Now comes the most important part of the process: fleshing out your Google Ad Grants campaign. This includes completing the following sections:


When your nonprofit places its bid on your target keywords, you’re setting the maximum amount you’ll pay per click on your ad. While placing your bids, keep these caveats in mind:

  • Google’s manual bid limit. Your nonprofit can bid up to $2 per click on your keywords. This limit is in place to prevent auction inflation so that nonprofits can yield the max ROI for their campaign.
  • Ad quality. When users search for keywords that multiple nonprofits have targeted, Google decides which nonprofit will win the auction by your nonprofit’s Quality Score. This is calculated by factors such as your website’s relevance, page speed, and expected click-through rate.
  • Daily budget. Google Ad Grants recipients have a daily spending budget of $329, which equates to about $10,000 per month, so your nonprofit doesn’t exhaust your awarded funds too quickly. 

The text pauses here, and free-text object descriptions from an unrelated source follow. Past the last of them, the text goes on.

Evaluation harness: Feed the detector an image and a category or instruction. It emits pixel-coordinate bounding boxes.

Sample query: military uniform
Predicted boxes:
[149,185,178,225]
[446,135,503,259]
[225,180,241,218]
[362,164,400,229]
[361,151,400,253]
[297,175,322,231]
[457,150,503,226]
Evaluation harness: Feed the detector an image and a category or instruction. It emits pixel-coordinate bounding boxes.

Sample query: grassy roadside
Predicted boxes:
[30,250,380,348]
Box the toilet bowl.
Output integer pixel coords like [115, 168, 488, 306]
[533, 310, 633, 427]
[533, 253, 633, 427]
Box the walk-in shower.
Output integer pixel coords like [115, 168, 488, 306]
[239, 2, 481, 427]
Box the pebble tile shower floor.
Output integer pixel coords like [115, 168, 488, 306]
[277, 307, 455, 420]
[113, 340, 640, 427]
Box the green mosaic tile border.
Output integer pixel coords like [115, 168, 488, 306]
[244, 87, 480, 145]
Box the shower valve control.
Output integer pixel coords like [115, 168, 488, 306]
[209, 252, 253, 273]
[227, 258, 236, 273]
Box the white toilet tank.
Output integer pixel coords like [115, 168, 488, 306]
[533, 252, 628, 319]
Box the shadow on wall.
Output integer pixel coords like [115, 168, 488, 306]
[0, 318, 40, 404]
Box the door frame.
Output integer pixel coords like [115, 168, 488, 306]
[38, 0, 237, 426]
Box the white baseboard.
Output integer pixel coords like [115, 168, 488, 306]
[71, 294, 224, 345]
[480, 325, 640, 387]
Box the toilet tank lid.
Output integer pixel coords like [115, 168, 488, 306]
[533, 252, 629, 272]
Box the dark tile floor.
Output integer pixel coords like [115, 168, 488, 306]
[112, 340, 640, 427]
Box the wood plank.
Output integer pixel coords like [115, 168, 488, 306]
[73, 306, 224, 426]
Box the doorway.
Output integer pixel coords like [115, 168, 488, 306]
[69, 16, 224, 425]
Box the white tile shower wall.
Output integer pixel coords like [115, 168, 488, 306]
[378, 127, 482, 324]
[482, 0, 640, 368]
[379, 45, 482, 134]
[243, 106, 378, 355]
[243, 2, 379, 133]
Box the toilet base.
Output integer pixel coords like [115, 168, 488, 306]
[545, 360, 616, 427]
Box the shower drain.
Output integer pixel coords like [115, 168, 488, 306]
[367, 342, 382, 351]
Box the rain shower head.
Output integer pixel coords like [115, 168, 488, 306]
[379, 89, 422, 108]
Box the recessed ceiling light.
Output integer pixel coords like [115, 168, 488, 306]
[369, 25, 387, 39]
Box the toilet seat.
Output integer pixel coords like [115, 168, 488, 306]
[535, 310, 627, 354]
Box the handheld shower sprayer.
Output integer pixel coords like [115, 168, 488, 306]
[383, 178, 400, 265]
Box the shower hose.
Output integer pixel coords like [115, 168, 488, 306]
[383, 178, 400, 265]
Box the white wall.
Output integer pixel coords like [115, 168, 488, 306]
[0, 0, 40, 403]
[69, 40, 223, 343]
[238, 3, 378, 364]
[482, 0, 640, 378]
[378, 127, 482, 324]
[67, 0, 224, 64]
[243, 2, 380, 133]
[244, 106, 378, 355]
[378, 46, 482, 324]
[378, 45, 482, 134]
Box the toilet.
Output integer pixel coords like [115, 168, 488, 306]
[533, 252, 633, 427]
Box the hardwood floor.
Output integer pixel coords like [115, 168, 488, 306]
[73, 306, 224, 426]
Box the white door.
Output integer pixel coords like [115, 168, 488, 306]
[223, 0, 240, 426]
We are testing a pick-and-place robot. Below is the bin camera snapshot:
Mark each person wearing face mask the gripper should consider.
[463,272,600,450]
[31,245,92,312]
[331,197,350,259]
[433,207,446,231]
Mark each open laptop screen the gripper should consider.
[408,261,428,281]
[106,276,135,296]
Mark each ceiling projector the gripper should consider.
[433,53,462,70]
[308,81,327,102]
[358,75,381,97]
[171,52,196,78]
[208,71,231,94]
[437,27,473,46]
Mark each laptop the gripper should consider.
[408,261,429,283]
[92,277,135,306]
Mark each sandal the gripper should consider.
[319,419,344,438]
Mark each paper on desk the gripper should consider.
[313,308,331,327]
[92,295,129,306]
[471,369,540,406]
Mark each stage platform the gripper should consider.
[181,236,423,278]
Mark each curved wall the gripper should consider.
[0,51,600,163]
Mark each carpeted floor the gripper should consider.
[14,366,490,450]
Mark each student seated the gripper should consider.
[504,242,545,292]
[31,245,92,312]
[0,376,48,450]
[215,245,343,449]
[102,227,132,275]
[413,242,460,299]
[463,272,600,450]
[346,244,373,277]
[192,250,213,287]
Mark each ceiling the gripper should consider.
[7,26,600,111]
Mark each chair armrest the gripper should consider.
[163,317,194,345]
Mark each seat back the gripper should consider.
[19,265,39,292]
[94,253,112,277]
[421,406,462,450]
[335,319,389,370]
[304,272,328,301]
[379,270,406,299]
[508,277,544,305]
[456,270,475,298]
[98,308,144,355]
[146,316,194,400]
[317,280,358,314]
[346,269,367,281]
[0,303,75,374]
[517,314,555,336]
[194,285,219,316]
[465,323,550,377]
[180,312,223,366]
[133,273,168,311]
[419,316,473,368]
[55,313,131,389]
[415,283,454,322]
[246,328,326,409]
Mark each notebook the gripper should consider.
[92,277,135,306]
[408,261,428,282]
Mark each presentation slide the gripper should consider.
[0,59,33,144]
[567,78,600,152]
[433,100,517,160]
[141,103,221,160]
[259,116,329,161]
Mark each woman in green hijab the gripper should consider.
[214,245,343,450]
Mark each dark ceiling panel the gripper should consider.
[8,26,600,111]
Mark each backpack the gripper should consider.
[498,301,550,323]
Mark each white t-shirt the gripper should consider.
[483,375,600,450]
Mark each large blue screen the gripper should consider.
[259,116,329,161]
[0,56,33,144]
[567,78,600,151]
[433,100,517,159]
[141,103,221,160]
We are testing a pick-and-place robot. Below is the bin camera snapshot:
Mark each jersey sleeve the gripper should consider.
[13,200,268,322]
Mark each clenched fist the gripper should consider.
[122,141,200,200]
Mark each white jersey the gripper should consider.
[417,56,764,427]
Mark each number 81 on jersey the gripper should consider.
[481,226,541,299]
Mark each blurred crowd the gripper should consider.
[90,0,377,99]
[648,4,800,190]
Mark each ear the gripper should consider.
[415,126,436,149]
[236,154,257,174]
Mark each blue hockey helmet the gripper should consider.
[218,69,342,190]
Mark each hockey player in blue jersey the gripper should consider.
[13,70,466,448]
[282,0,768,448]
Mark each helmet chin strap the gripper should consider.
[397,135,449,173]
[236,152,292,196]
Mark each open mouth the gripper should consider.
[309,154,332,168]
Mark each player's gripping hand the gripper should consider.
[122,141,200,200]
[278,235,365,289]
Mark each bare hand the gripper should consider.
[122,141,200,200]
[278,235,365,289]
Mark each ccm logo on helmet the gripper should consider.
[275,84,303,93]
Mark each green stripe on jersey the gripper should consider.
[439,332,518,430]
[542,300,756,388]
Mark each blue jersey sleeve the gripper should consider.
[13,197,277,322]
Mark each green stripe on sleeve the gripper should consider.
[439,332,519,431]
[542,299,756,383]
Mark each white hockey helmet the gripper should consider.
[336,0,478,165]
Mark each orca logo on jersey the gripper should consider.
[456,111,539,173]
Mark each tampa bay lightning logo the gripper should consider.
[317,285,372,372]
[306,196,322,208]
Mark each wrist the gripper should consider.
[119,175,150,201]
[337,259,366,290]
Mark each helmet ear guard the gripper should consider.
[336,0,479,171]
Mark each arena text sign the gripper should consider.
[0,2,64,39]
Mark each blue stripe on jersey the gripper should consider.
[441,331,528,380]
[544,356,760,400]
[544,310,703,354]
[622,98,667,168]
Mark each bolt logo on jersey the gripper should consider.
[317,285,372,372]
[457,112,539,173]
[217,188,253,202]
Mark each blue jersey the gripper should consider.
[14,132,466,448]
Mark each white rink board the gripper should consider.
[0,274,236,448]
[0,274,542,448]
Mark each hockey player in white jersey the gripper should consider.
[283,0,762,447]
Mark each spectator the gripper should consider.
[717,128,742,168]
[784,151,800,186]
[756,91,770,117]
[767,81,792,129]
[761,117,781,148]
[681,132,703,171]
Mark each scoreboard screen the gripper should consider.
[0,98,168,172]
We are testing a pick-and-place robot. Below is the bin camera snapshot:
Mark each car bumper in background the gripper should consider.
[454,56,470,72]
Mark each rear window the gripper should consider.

These are the most important features to keep in mind when placing bids but keep in mind that every nonprofit Google Ad Grants recipient is different and should account for different caveats. 

Campaign Settings

You can include your ads in both the search network and the display network. Search ads are designed to show ads to users who are actively searching for related keywords, whereas display ads are designed to create brand awareness earlier in the sales funnel. We recommend just including the search network, as the display network can sometimes include irrelevant websites. 

Keywords and ads

In this section, Google Ad Grants can populate keyword suggestions based on your URL or product pages, or you can input them yourself. After you’ve added your keywords, you’ll type your ad copy. Ensure you include the URL that you want the user to go to and input as many headlines and description lines as you can. Google Ad Grants will populate a preview of the ad when you’re finished, as well as an ad strength score to help you determine if you should make adjustments.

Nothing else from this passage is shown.